Sus padres, Ana y Luis Crespo, también expresaron su orgullo. "Cuando le vimos la carta de aceptación de la universidad en Eindhoven, supimos que había tomado la decisión correcta. No se trata solo de estudiar, sino de crecer como persona", comenta su madre.

El papel de los padres en la movilidad internacional

El caso de Gonzalo refleja una tendencia creciente entre jóvenes españoles: la movilidad académica y laboral hacia el norte de Europa. Según datos del Ministerio de Educación, el número de estudiantes que eligen destinos como Holanda, Alemania y Dinamarca ha aumentado un 27 % en los últimos cinco años. Los padres, al ver los beneficios a largo plazo, están dispuestos a apoyar decisiones que antes consideraban arriesgadas.

  • Apoyo financiero: Becas, ahorros familiares y préstamos educativos.
  • Apoyo emocional: Acompañamiento en la adaptación cultural y lingüística.
  • Red de contactos: Conexiones con exalumnos y profesionales que facilitan la inserción laboral.

El reto profesional en Holanda

En agosto de 2025, Gonzalo firmó su primer contrato con EcoTech Solutions, una startup de Ámsterdam especializada en soluciones de energía sostenible para edificios inteligentes. Su puesto de ingeniero de desarrollo de productos le permite combinar conocimientos de mecánica, electrónica y gestión de proyectos.

El entorno laboral holandés, conocido por su flexibilidad y enfoque en la calidad de vida, ha sido una sorpresa agradable para Gonzalo. "Aquí la jornada se respeta, hay espacio para la creatividad y la empresa invierte en formación continua", afirma.

Primeros meses en la empresa de tecnología verde

Durante sus primeros tres meses, Gonzalo participó en el diseño de un sistema de calefacción solar para edificios de oficina. El proyecto, que involucró simulaciones CFD y pruebas de campo, le permitió aplicar directamente los conceptos aprendidos en su máster.

Además, la empresa le asignó un mentor, Jeroen van Dijk, ingeniero senior con más de 20 años de experiencia. "Jeroen me ha enseñado a pensar en la escalabilidad del producto, algo que en la universidad rara vez se discute", comenta Gonzalo.

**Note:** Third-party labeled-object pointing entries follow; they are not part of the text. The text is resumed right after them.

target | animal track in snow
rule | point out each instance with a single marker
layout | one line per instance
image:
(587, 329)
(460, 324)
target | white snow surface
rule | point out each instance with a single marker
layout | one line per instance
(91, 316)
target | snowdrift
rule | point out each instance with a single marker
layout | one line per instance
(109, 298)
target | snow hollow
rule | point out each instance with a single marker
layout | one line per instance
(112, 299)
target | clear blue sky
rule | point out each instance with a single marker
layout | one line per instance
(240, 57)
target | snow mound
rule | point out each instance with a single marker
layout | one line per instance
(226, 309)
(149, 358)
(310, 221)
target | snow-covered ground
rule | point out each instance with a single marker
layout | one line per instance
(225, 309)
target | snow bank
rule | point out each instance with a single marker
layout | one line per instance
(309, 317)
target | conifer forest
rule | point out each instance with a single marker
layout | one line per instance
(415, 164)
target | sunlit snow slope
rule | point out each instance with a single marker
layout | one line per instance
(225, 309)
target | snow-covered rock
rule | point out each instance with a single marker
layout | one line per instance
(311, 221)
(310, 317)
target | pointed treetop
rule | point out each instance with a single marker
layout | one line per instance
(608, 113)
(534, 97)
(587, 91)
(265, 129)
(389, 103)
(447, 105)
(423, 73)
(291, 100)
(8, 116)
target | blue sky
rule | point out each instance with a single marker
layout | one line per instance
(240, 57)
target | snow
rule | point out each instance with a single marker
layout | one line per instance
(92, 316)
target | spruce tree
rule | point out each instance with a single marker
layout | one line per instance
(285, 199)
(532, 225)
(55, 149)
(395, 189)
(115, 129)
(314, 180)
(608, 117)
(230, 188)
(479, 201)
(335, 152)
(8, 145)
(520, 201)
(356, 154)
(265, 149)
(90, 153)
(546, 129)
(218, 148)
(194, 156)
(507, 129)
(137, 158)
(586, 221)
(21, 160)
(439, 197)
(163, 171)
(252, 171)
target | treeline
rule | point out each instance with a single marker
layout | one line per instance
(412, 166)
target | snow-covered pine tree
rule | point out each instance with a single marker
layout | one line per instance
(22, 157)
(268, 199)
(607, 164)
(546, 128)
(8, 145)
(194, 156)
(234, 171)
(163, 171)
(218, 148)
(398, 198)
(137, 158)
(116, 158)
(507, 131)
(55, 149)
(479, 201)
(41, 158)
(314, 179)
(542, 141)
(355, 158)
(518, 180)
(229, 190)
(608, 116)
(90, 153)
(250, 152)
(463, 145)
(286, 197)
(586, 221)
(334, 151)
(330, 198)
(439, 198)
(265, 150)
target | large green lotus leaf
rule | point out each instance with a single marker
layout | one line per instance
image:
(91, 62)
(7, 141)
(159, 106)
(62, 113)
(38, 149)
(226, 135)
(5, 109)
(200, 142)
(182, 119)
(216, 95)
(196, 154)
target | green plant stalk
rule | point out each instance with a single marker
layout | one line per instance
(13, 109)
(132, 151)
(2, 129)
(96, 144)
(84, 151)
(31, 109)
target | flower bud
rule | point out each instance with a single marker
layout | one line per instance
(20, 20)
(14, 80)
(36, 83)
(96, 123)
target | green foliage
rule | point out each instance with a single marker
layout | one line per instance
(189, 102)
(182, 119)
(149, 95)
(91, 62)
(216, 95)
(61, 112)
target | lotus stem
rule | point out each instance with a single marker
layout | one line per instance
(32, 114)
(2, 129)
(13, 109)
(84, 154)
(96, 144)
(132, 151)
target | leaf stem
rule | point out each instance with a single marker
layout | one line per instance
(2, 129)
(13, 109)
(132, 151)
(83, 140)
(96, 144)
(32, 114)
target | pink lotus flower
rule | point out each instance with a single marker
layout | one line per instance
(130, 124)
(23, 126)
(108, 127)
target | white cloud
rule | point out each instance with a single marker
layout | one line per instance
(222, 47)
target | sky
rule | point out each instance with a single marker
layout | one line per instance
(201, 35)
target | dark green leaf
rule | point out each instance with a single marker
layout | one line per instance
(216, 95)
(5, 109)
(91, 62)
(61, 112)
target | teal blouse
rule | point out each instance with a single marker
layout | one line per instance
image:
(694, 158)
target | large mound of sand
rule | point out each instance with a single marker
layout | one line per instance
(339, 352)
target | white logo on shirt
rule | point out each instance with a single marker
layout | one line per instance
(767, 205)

Lecciones aprendidas y futuro

El joven zaragozano destaca tres aprendizajes clave:

  1. Adaptabilidad cultural: Aprender holandés básico y comprender la mentalidad de trabajo colaborativo.
  2. Gestión del tiempo: Equilibrar proyectos con la vida personal, aprovechando la política de "work‑life balance".
  3. Visión global: Entender cómo una solución local puede ser exportada a mercados internacionales.

Con miras al futuro, Gonzalo planea completar un doctorado en energía renovable mientras sigue trabajando en EcoTech. Su objetivo es liderar proyectos que reduzcan la huella de carbono de ciudades europeas, una meta que alinea su pasión por la ingeniería y su deseo de generar impacto social.

El recorrido de Gonzalo Crespo muestra cómo el mérito académico, el respaldo familiar y la valentía para explorar nuevos horizontes pueden transformar una nota perfecta en una carrera internacional prometedora.